Missouri: Family of black gay man urge for killing to be treated as hate crime
The family of a young black gay man shot dead in his car are appealing for it to be treated as a hate crime.
Dionte Greene, 22, was shot in the face while sitting in the front seat of his car during the early hours of Halloween (Saturday 31 October) in Kansas City, Missouri.
Mr Greene’s family and friends believe he was murdered due to his sexual orientation by a man on the “down-low” – a term used by members of the black community to describe men who have sex with men (MSM) who are not out about their same-sex sexual activity.
Friends say Mr Greene had agreed online to meet the individual for sex and claim the killer could have carried out the killing as an act of self-loathing over his own sexual orientation.
When Mr Greene arrived at the pre-arranged meeting spot in a quiet residential area just miles north of his home, he was on the phone with a friend who could sense that Mr Greene was a nervous about the meeting.
According to other friends with knowledge of the conversation, the man started walking towards Mr Greene’s car. “He looks just like his Facebook picture,” Mr Greene allegedly said.
Moments later, yelling was heard, the phone line then went dead.
There have been no charges or arrests yet in the case.
“Being that he wasn’t a street person, and didn’t have enemies, I lean towards it having to be someone who was on the down-low or someone so against gay people that they would do this,” the victim’s mother, Coshelle Greene, told The Guardian.
Rebecca Caster, an LGBT liaison officer with Kansas City police, who is openly lesbian, said the killing did not amount to a hate crime.
She stated: “The thing is, hate crimes need to be, ‘I can’t stand the fact that you are gay so I am going to drag you behind a truck. I don’t know you, I don’t care.’”
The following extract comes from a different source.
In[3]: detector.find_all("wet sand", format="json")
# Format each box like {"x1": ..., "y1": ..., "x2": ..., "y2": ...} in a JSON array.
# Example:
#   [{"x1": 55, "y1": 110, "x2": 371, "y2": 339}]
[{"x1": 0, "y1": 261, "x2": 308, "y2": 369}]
Following the decision this month not to charge a white policeman who killed a black teenager in Ferguson, Missouri, the debate on how US law enforcement treats crimes against the black community and other minority groups continues to loom large in America.
Some fear the case of Dionte Greene could have echoes of Ferguson.
“With biased crimes, it seems like pulling teeth to get them to check that extra box in the paperwork,” said Justin Shaw, executive director of the Kansas City Anti-Violence Project. “We hear so many incidents that happen and get labelled simple assault when there is an obvious hate component – it feels as if we are stuck in a paperwork cycle with people’s lives.”
A Kansas City police spokesperson said Mr Green’s death would be prosecuted as a hate crime if there is “enough evidence”.